I stood at the edge of the clearing and realized, with a sinking feeling, that I had absolutely no idea which direction I'd come from.
The forest looked the same in every direction—old trees, dense undergrowth, the kind of uniform darkness that arrives quickly once the canopy starts blocking the last of the evening light. I had been so absorbed in my small experiment with the saplings that I'd stopped paying attention to where I was. Now the light was wrong, the shadows were long, and nothing looked familiar.
I came from the north, I thought. Probably. Maybe.
I picked a direction and started walking, keeping my pace steady. The gymnast in me cataloged the terrain automatically: a root here, a soft patch there, a branch at head height that would catch someone not paying attention. I ducked it without breaking stride. Okay. Walk in a straight line. If it was north before, keep it north now. Don't spiral.

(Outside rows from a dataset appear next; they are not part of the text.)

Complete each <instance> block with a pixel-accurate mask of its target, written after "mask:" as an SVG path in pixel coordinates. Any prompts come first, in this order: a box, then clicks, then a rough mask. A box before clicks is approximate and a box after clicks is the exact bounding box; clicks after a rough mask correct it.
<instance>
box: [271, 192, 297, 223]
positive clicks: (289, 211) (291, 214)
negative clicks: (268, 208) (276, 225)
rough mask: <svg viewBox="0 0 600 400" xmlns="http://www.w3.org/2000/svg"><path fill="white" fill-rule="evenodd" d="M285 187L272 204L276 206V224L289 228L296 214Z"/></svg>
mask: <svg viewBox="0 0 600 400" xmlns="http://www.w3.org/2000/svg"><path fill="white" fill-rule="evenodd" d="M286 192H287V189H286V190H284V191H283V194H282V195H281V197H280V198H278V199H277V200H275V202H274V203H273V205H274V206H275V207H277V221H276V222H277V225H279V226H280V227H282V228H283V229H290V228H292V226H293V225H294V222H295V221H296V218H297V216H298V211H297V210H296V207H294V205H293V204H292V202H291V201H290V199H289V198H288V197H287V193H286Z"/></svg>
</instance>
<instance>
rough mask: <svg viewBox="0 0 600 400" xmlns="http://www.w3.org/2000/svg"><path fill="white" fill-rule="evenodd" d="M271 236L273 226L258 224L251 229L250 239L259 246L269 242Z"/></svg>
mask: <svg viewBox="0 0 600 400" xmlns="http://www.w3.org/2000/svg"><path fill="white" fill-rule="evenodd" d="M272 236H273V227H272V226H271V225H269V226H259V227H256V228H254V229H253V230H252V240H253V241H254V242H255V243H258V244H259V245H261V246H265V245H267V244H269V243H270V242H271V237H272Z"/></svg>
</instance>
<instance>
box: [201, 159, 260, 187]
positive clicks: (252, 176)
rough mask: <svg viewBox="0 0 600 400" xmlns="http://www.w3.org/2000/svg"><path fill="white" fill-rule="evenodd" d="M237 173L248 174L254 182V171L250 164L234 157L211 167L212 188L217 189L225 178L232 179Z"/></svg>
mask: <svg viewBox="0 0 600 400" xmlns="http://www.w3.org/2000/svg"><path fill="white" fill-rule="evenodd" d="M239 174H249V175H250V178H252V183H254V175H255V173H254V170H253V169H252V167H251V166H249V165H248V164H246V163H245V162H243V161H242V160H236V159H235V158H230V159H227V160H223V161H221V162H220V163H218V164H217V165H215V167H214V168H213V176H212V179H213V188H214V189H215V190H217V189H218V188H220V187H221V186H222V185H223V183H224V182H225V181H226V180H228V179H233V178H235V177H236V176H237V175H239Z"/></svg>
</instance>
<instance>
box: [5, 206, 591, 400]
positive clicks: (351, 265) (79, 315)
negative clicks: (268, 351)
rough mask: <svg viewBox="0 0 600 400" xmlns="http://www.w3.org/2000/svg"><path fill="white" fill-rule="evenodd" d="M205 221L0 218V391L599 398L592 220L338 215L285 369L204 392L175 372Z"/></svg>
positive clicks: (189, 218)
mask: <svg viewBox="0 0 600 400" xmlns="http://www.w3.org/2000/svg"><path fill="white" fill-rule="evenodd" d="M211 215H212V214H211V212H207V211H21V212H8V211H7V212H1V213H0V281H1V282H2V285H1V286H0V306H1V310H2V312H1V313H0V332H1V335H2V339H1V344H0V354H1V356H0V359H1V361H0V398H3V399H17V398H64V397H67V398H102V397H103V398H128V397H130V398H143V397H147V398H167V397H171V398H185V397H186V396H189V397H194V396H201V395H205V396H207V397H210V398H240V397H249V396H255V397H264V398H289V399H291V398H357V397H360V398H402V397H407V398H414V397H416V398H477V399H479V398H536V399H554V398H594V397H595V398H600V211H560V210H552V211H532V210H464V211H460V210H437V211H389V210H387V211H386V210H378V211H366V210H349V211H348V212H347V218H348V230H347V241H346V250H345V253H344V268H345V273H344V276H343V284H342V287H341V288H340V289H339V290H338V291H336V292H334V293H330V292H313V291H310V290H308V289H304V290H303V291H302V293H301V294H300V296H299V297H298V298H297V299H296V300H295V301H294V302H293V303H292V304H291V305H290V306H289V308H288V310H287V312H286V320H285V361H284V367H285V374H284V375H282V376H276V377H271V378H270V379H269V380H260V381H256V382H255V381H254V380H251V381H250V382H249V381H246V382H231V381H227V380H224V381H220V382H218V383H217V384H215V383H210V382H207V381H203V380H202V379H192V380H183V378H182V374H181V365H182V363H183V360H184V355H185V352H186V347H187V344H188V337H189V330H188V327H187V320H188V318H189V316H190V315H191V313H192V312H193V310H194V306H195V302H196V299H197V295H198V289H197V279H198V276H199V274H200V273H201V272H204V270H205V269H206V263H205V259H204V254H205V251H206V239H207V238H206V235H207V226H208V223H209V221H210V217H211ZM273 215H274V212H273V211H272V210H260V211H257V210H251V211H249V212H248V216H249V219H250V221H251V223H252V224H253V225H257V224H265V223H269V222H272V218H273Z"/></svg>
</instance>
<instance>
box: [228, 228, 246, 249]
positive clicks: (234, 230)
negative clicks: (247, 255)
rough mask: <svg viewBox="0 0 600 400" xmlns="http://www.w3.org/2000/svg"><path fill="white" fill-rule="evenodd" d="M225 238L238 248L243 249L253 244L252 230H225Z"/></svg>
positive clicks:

But the trees had a way of bending a straight line without you noticing, and after ten minutes, I wasn't confident I'd maintained any direction at all. The light was fading faster than I'd like. My legs ached with the specific deep fatigue of someone who had spent hours channeling something their body wasn't used to—the Wood element had apparently been drawing on my physical reserves all afternoon.

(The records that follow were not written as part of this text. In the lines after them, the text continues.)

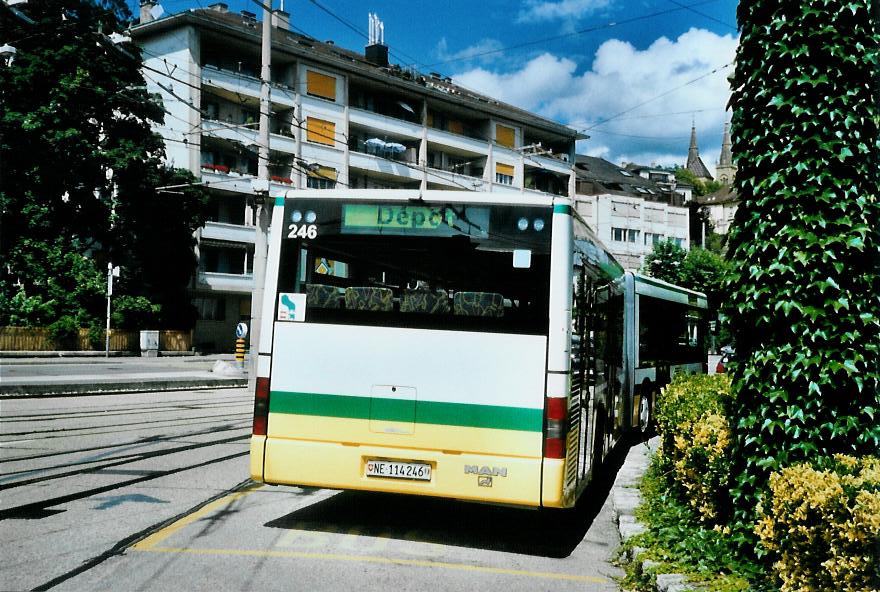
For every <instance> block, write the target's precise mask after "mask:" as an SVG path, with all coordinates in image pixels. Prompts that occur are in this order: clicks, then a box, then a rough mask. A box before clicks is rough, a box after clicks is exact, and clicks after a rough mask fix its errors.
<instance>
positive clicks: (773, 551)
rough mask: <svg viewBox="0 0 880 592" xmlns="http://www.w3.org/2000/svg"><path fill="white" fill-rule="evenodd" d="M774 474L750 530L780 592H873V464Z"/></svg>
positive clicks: (875, 514)
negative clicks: (768, 558) (769, 489)
mask: <svg viewBox="0 0 880 592" xmlns="http://www.w3.org/2000/svg"><path fill="white" fill-rule="evenodd" d="M826 464H827V465H829V466H827V467H825V468H824V469H823V468H817V467H815V466H810V465H808V464H799V465H795V466H792V467H788V468H785V469H782V470H781V471H779V472H776V473H773V474H772V475H771V477H770V493H769V496H768V498H767V499H765V500H764V501H763V502H762V504H761V505H759V508H758V513H759V516H760V519H759V521H758V524H757V526H756V528H755V531H756V532H757V534H758V536H759V537H760V540H761V544H762V545H763V547H764V548H765V549H766V550H767V551H769V553H770V555H771V557H772V558H773V559H774V560H775V562H774V563H773V569H774V572H775V574H776V576H777V577H778V578H779V580H780V581H781V582H782V587H781V589H782V592H813V591H814V590H843V591H846V592H871V591H876V590H880V458H876V457H870V456H869V457H863V458H861V459H857V458H854V457H852V456H845V455H835V456H834V458H833V461H832V462H830V463H826Z"/></svg>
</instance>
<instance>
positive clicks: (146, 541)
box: [131, 483, 263, 551]
mask: <svg viewBox="0 0 880 592" xmlns="http://www.w3.org/2000/svg"><path fill="white" fill-rule="evenodd" d="M262 486H263V484H262V483H255V484H253V485H249V486H248V487H246V488H245V489H242V490H241V491H236V492H235V493H230V494H229V495H227V496H224V497H221V498H220V499H218V500H214V501H213V502H211V503H210V504H208V505H207V506H204V507H202V508H201V509H199V510H197V511H196V512H193V513H192V514H190V515H189V516H184V517H183V518H181V519H180V520H178V521H177V522H173V523H171V524H169V525H168V526H166V527H165V528H160V529H159V530H157V531H156V532H154V533H153V534H151V535H150V536H148V537H147V538H145V539H143V540H142V541H140V542H138V543H135V544H134V545H132V547H131V548H132V549H136V550H138V551H149V550H151V549H152V548H153V547H155V546H156V545H157V544H159V543H161V542H162V541H164V540H165V539H167V538H168V537H170V536H171V535H172V534H174V533H175V532H177V531H178V530H180V529H182V528H185V527H186V526H189V525H190V524H192V523H193V522H195V521H196V520H199V519H200V518H202V517H203V516H205V515H206V514H210V513H211V512H213V511H214V510H217V509H218V508H221V507H223V506H225V505H227V504H231V503H232V502H234V501H235V500H237V499H240V498H242V497H244V496H246V495H248V494H250V493H253V492H254V491H256V490H257V489H259V488H260V487H262Z"/></svg>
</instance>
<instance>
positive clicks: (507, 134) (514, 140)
mask: <svg viewBox="0 0 880 592" xmlns="http://www.w3.org/2000/svg"><path fill="white" fill-rule="evenodd" d="M515 138H516V134H515V133H514V130H513V128H512V127H507V126H506V125H501V124H500V123H498V124H495V142H496V143H497V144H499V145H500V146H507V147H508V148H513V146H514V143H515Z"/></svg>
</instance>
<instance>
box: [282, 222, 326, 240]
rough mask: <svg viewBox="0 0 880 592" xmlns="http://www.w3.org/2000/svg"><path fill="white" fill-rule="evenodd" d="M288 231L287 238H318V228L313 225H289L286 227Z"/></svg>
mask: <svg viewBox="0 0 880 592" xmlns="http://www.w3.org/2000/svg"><path fill="white" fill-rule="evenodd" d="M287 229H288V230H289V231H290V232H288V233H287V238H311V239H313V238H317V236H318V227H317V225H315V224H302V225H298V224H291V225H290V226H288V227H287Z"/></svg>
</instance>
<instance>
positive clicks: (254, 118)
mask: <svg viewBox="0 0 880 592" xmlns="http://www.w3.org/2000/svg"><path fill="white" fill-rule="evenodd" d="M258 122H259V119H258V116H257V112H256V111H251V110H250V109H242V110H241V123H242V124H243V125H256V124H257V123H258Z"/></svg>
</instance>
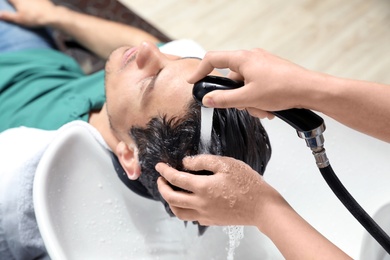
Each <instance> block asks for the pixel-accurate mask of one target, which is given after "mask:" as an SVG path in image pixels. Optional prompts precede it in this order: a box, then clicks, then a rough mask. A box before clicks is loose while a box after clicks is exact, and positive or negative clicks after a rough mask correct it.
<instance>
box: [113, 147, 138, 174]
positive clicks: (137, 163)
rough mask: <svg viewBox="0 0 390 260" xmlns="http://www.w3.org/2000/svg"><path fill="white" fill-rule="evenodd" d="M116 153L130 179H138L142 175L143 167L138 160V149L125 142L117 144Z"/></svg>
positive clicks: (135, 147)
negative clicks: (141, 171) (142, 170)
mask: <svg viewBox="0 0 390 260" xmlns="http://www.w3.org/2000/svg"><path fill="white" fill-rule="evenodd" d="M116 155H117V156H118V159H119V162H120V163H121V165H122V167H123V169H124V170H125V172H126V174H127V177H128V178H129V179H130V180H136V179H138V177H139V176H140V175H141V167H140V165H139V162H138V149H137V148H136V147H135V146H133V145H131V146H128V145H127V144H126V143H124V142H122V141H121V142H119V143H118V145H117V146H116Z"/></svg>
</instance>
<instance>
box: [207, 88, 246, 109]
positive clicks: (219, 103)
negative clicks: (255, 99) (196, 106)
mask: <svg viewBox="0 0 390 260" xmlns="http://www.w3.org/2000/svg"><path fill="white" fill-rule="evenodd" d="M248 86H249V85H248ZM252 96H253V93H249V92H248V87H246V86H244V87H242V88H237V89H230V90H215V91H211V92H209V93H208V94H206V95H205V96H204V97H203V99H202V103H203V105H205V106H206V107H215V108H231V107H236V108H243V107H248V106H249V107H250V106H252V104H251V98H253V97H252Z"/></svg>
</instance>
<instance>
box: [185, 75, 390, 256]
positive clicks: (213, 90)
mask: <svg viewBox="0 0 390 260" xmlns="http://www.w3.org/2000/svg"><path fill="white" fill-rule="evenodd" d="M243 85H244V82H242V81H234V80H231V79H228V78H223V77H216V76H206V77H205V78H203V79H202V80H200V81H198V82H196V83H195V85H194V88H193V91H192V92H193V96H194V98H195V100H196V101H197V102H198V103H199V104H201V105H202V109H203V107H204V106H203V104H202V99H203V97H204V96H205V95H206V94H207V93H209V92H211V91H214V90H227V89H236V88H240V87H242V86H243ZM206 109H207V108H206ZM202 113H203V110H202ZM271 113H272V114H274V115H275V116H277V117H279V118H280V119H282V120H283V121H285V122H286V123H288V124H289V125H291V126H292V127H293V128H294V129H295V130H296V131H297V133H298V136H299V137H300V138H303V139H305V141H306V144H307V146H308V147H310V149H311V150H312V153H313V155H314V158H315V160H316V163H317V166H318V168H319V170H320V172H321V175H322V176H323V178H324V179H325V181H326V182H327V183H328V185H329V187H330V188H331V189H332V191H333V192H334V194H335V195H336V196H337V197H338V198H339V200H340V201H341V202H342V203H343V204H344V206H345V207H346V208H347V209H348V210H349V211H350V213H351V214H352V215H353V216H354V217H355V218H356V220H358V221H359V223H360V224H361V225H362V226H363V227H364V228H365V229H366V230H367V231H368V232H369V233H370V234H371V235H372V236H373V237H374V239H375V240H376V241H377V242H378V243H379V244H380V245H381V246H382V247H383V248H384V249H385V250H386V252H387V253H389V254H390V237H389V236H388V235H387V234H386V232H384V231H383V229H381V227H380V226H378V224H377V223H376V222H375V221H374V220H373V219H372V218H371V217H370V215H368V214H367V212H365V211H364V209H363V208H362V207H361V206H360V205H359V204H358V203H357V202H356V200H355V199H354V198H353V197H352V195H351V194H350V193H349V192H348V191H347V189H346V188H345V187H344V186H343V185H342V183H341V182H340V180H339V179H338V178H337V176H336V174H335V173H334V171H333V169H332V167H331V165H330V163H329V160H328V158H327V155H326V152H325V148H324V137H323V135H322V133H323V132H324V131H325V124H324V120H323V119H322V118H321V117H320V116H318V115H317V114H315V113H313V112H312V111H310V110H307V109H298V108H293V109H287V110H281V111H274V112H271ZM202 116H203V115H202ZM205 117H207V116H206V114H205ZM201 127H203V120H202V126H201Z"/></svg>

I should have asked, I thought. Whether using power costs energy. Basic question. I just assumed it was like thinking.
I stopped and leaned against a trunk, pressing my back to the bark. The forest was quieter now than it had been during the exercise; the crashing and shouting of other apprentices had long since faded. I was genuinely alone, and it was getting dark.
Right. Don't panic. Think.
The saplings. I had made them in a rough cluster around the clearing, which meant they were close together and identifiable. I reached out with the green awareness in my chest—not demanding, but asking—and felt for the particular quality of very young, recently grown wood. It was faint, but there was a directional pull to it, steady as a compass needle.
That way. Roughly.
I pushed off from the trunk and moved in that direction, slower now, more careful. Then I heard voices. Not Chancellor Archer. Not Instructor Nicole. Not anyone calling my name.
"That girl must be around here somewhere," a male voice said. The tones were low and conspiratorial. I stopped moving and held completely still.
"Let's burn the little trees. Easier to find her that way."
A cold thread ran down my spine.
"Today we'll have some fun with her."
There were three of them—I could make out three distinct silhouettes moving through the trees about forty meters to my left. Two in red, one in blue. Fire and Water elements. Whatever I could do with wood and vines was not going to be particularly useful in a direct confrontation.
I looked up. The tree I was standing beside was old and wide-branched. I grabbed the lowest branch, tested it, and went up—quietly, quickly, with the muscle memory of someone who had spent years treating bars and beams as extensions of her own body. I settled into a fork twelve feet up and pulled my green clothing into the shadow of the trunk.
Below me, the three figures moved closer.
"After I take her, I'll marry her this week. Take responsibility that way."
"But we said we'd share—"
"Change of plans. Water puts out fire. Don't forget that."